Başbakan Adnan Menderes’in Amerika ile yaptığı bu anlaşma, Türk askerini hiç ilgisi ve düşmanı da olmayan bir ülkenin karşısına çıkardı.
Daha sonra Çin’in de dahil olduğu sıcak savaş 1953 de sona erdi, ancak iki ülke arasındaki soğuk savaş hiç bitmedi. Ta ki, bu güne kadar.
KUZEY KORE, ÜRKÜTÜYOR
Bir diktatör tarafından yönetilen ve tam bir kapalı kutu olan Kuzey Kore, atom silahına sarıldı. Geçen zaman içinde bütün dünyayı tehdit eden boyutta nükleer silah geliştirdi.
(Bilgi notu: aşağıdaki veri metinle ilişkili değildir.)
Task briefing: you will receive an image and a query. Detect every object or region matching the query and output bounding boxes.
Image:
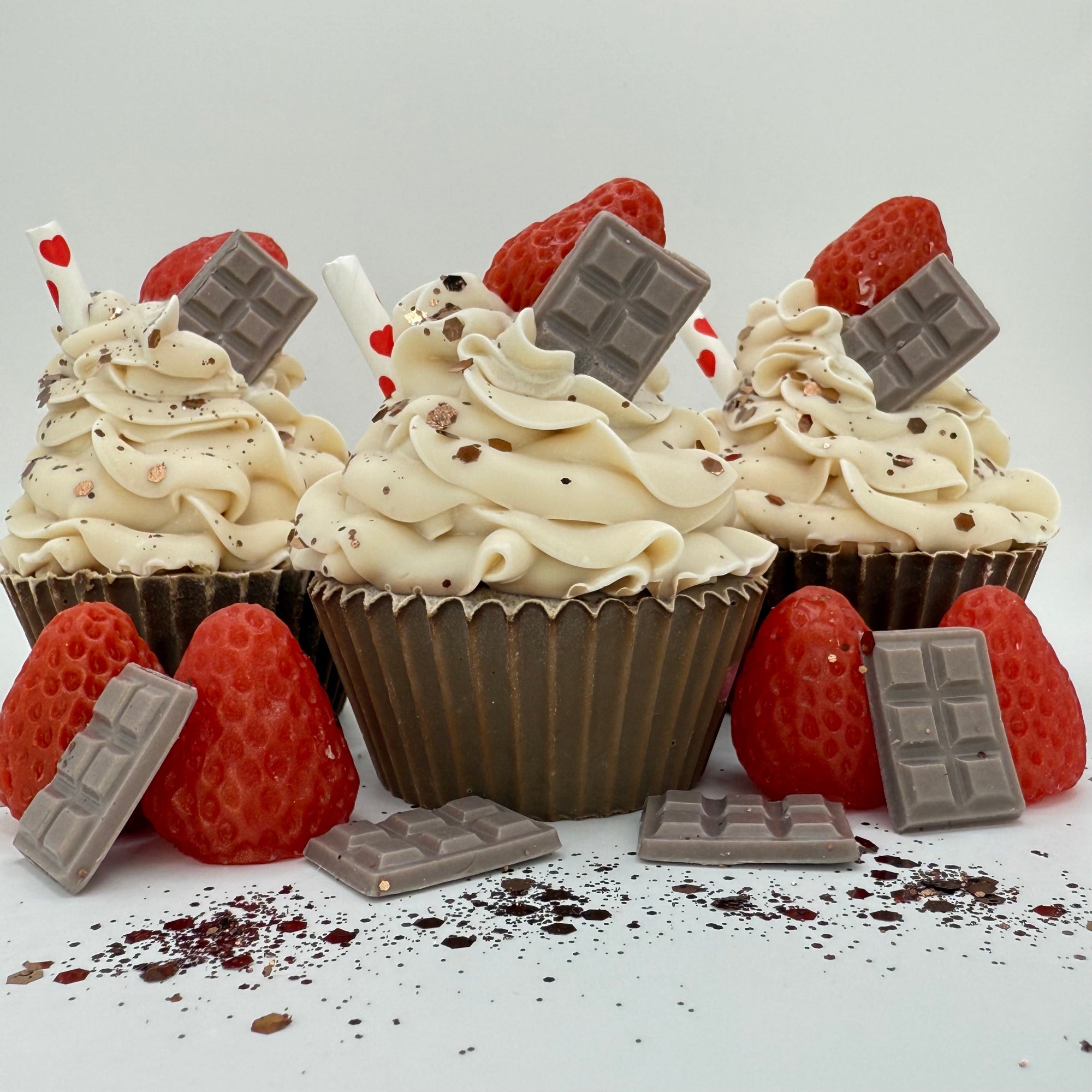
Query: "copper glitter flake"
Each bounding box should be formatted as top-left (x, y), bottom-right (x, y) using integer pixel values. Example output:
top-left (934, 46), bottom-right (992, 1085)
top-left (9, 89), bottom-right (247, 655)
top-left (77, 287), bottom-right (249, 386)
top-left (250, 1012), bottom-right (292, 1035)
top-left (425, 402), bottom-right (459, 432)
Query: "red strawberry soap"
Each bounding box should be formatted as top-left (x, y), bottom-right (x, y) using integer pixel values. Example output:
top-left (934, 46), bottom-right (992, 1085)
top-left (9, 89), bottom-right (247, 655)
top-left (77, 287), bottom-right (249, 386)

Amerika’ya bile korku ve endişe salan Kuzey Kore, geçen hafta beklenmedik bir harekette bulundu. Kuzey ve Güney Kore’nin liderleri, tarafsız kabul edilen sınır bölgesinde buluşup, dostluk için el sıkıştılar. Bir daha savaş yapmayacaklarına dair birbirlerine söz verdiler, anlaşma yaptılar.
Hemen belirtmeliyim ki değerli okuyucularım, bu hareketten dünya derin bir nefes aldı. Sıcak savaşın ardından, 65 yıldan beri süregelen soğuk savaş da artık bitiyordu.
İYİ DE, BİZ NİYE SAVAŞIYORUZ?
Güney Kore, Amerika’nın aklına uyarak 1950’li yılların başında Kuzey Kore ile savaşmaya başladı. Her iki taraf büyük ölçüde maddi ve manevi kayıplar verdi, canlar yitip gitti.
Gözüne kestirdiği ülkeleri birbirine düşman edip, durduk yere savaştıran Amerika, iyi bir dostumuz olan sınır komşumuz Suriye ile bizi de düşman etti.
Herkesi imrendiren sıcak ilişkiler, bir anda düşmanlığa dönüştü ve kendimizi Suriye ile savaşın içinde bulduk.
Bizi Suriye ile savaştıran Amerika, kalleşliğini sürdürüp 35 yıllık düşmanımız olan terör örgütü PKK ile dostluk kurup, onlara silah dahil her türlü yardımı yaptı, yapıyor.
Bu meyanda, üç buçuk milyon Suriye vatandaşı ülkemize girdi. Bu kişilere 30 milyar liranın üstünde yardım ettiğimiz söyleniyor. Ve bu kişiler, ülkemizin ekonomik ve sosyal yapısını da bozdular.
İki Kore’den biz daha mı aptalız ki, onlar yarım asırdan fazla süren düşmanlığı bitirdikleri halde, bizim bu sebepsiz düşmanlığımız daha ne kadar devam edecek?